Qu'elle est engageante la planche jaune fraîchement clouée! Petit florilège de graffitis.

JÉRÔME ESTÈBE

Evidemment, on peut imaginer meilleure opération de séduction touristique. L'étranger qui débarque à Genève ces jours-ci, découvre un centre muet, cadenassé, obturé. Bref, rien de spécialement hospitalier. Mais ce palissage massif réserve tout de même une bonne surprise. Il offre une gigantesque surface aux pensées spontanées, placards rigolos, graffitis politiques et bons mots divers. Il aura ainsi fallu quelques heures pour que la Genève retranchée se transforme en un dazibao géant. Un dazibao photographié avec grand appétit. On n'avait pas vu autant d'objectifs crépitant dans nos rues depuis la neige record de 1989.

Dans cette floraison d'inscriptions sauvages, la contestation anti-G8 occupe évidemment une bonne place. "G8% de réduction pour acheter le monde", lit-on à Bel-Air. Ou encore: "Or noir, or blanc... mais que vaut l'or rouge, le sang des êtres vivants", voire "Les riches jouent au golf, les pauvres ramassent les balles". Certains badinent aussi avec le nom de famille du président américain: "Bush de là", "Tout est bushé" ou "Bush d'égout". Facile certes, mais efficace.

Le "G huître"

Le cocooning sécuritaire, ou "Ghuître", excite évidemment la verve des graffiteurs. Lesquels encouragent à "décoffrer les cerveaux" tout en s'amusant de la "langue de bois". "Qui se cache à ce point doit cacher quelque chose", raille dans les Rues-Basses un bombage à la calligraphié élégante. Ailleurs, les rédacteurs se montrent plus menaçants ("le bois, ça brûle!") ou sévère avec l'esprit municipal: "Genève, t'as l'air con"; "Genève vous accueille les bras ouverts"; "Genève, la ville jaune". Le persiflage sait aussi se montrer poétique à l'occasion. "Couché de soleil sur une banque de l'ombre", a-t-on noté sur une succursale du centre.

Le slogan n'est pourtant pas toujours inspiré.

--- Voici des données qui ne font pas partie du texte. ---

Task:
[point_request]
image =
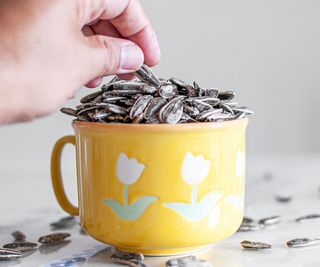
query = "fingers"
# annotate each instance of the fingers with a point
(133, 24)
(104, 27)
(108, 56)
(94, 83)
(129, 20)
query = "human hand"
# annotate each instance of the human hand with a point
(50, 48)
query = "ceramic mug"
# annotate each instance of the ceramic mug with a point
(157, 189)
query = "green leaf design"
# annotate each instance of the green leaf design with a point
(196, 211)
(130, 212)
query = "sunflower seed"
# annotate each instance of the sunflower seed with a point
(113, 99)
(201, 106)
(269, 220)
(154, 107)
(149, 89)
(219, 117)
(146, 75)
(83, 118)
(308, 217)
(69, 111)
(282, 198)
(53, 238)
(126, 93)
(18, 236)
(116, 109)
(203, 115)
(65, 222)
(242, 109)
(255, 245)
(226, 108)
(178, 82)
(168, 90)
(139, 106)
(129, 99)
(129, 259)
(85, 110)
(303, 242)
(128, 85)
(153, 120)
(138, 118)
(133, 257)
(212, 92)
(247, 220)
(192, 111)
(187, 261)
(172, 111)
(21, 246)
(90, 97)
(226, 95)
(115, 117)
(9, 254)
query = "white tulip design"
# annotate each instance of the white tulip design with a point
(195, 168)
(240, 164)
(129, 170)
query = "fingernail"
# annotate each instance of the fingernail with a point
(131, 58)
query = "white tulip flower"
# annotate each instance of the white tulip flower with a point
(240, 164)
(129, 170)
(195, 168)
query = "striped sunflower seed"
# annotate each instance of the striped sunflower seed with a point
(255, 245)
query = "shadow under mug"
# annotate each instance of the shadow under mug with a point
(156, 189)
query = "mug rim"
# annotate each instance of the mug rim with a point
(160, 127)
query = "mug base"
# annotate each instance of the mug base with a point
(163, 252)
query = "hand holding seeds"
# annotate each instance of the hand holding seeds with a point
(41, 68)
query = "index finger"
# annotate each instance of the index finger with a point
(131, 22)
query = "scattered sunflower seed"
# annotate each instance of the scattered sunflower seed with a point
(247, 220)
(53, 238)
(269, 220)
(308, 217)
(303, 242)
(21, 246)
(65, 222)
(69, 111)
(18, 236)
(129, 259)
(282, 198)
(255, 245)
(9, 254)
(187, 261)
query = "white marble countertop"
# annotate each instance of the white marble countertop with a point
(27, 203)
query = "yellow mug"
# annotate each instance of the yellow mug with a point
(157, 189)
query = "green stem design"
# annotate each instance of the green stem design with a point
(126, 195)
(194, 195)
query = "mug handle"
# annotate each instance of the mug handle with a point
(56, 174)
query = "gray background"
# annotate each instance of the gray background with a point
(267, 51)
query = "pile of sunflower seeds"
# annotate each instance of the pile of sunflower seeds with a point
(151, 100)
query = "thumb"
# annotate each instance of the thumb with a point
(109, 56)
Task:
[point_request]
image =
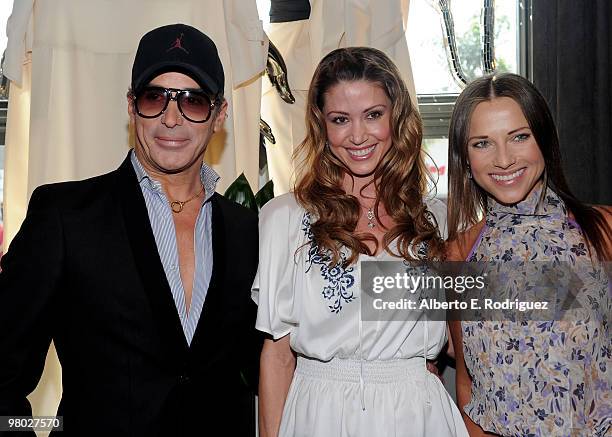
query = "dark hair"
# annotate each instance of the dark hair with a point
(400, 180)
(466, 200)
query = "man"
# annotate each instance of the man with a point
(142, 276)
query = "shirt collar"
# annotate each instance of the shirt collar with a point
(208, 176)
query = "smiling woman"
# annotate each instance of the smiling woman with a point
(517, 376)
(357, 118)
(360, 197)
(505, 159)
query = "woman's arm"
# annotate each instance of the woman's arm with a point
(463, 381)
(277, 364)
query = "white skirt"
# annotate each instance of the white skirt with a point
(352, 398)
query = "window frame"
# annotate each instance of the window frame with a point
(436, 109)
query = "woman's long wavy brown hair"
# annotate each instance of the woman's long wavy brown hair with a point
(400, 180)
(467, 201)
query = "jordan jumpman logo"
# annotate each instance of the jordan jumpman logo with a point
(178, 44)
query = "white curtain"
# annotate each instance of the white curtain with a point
(69, 62)
(332, 24)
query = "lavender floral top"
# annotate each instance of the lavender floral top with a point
(549, 378)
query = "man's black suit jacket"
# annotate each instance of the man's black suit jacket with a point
(84, 271)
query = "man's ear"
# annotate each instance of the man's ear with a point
(131, 108)
(221, 116)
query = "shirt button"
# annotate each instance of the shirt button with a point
(184, 379)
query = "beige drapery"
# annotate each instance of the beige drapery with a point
(332, 24)
(69, 62)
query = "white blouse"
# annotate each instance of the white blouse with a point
(299, 294)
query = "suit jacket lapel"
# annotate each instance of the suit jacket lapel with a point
(147, 260)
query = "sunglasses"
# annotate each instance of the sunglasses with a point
(196, 106)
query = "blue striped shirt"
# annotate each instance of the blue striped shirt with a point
(162, 223)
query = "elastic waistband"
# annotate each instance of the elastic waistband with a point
(348, 370)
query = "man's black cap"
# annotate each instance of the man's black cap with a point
(178, 48)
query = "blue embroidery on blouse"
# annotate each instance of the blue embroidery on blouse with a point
(339, 280)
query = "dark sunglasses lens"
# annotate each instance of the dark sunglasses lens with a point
(195, 105)
(150, 102)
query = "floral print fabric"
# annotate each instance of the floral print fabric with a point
(549, 378)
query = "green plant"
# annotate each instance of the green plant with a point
(240, 192)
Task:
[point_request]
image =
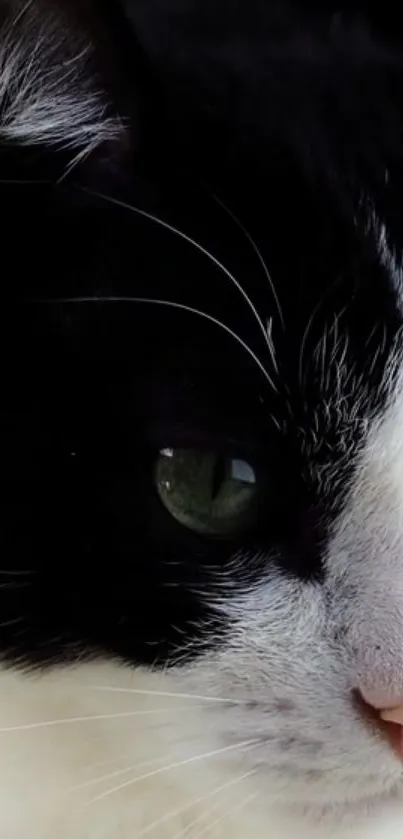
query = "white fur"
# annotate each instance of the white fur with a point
(49, 774)
(47, 96)
(261, 740)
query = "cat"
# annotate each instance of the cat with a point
(201, 575)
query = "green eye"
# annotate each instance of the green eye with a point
(206, 492)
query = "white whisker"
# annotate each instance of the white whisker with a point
(175, 765)
(116, 774)
(257, 252)
(96, 717)
(177, 812)
(169, 694)
(190, 241)
(173, 305)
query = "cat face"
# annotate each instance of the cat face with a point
(202, 382)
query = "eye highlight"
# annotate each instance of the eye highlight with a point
(206, 491)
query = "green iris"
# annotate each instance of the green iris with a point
(205, 491)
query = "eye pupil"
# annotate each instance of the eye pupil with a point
(205, 491)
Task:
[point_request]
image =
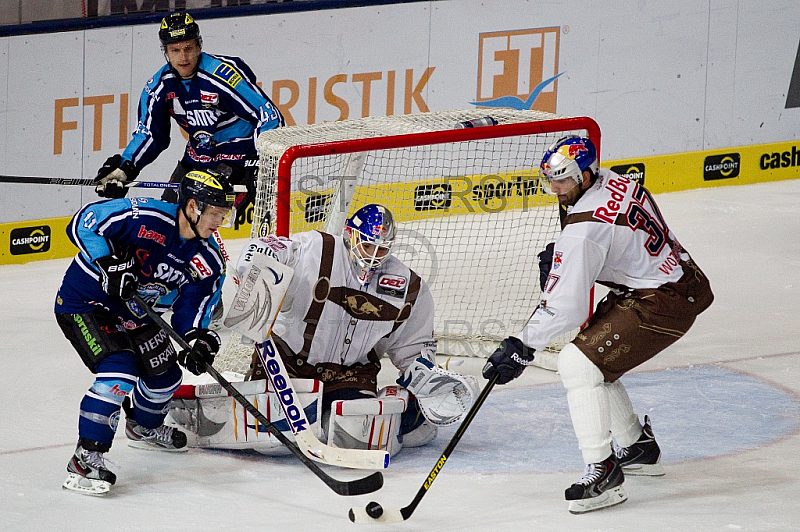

Loin s'en faut. Preuves en sont les mornes "Bourgeois, tu trembles", "Capitalistes enculés" ou "Bush go home". Sans oublier un "Merde à la Suisse" sans grande saveur. A cela, il faut préférer ces charmants graffitis hors sujet. Par exemple ce "J'ai un petit zizi", qu'un quidam a très discrètement noté tout au bas d'une palissade. "Boum boum", lui a-t-on répondu un peu plus loin. Voilà une histoire d'amour qui démarre.

Notons pour finir une apparition et une disparition. La disparition d'abord, celle de la plaque commémorative de la venue de Clinton au restaurant des Armures. Pfuitt! Envolée. L'apparition ensuite, celle d'une multitude de drapeaux arc-en-ciel "Pace" dans les vitrines de commerçants, qui n'avaient pourtant guère manifesté leur pacifisme durant la guerre. Un petit bout de tissu à la place d'une grosse barricade, voilà une économie qui ne se refuse pas.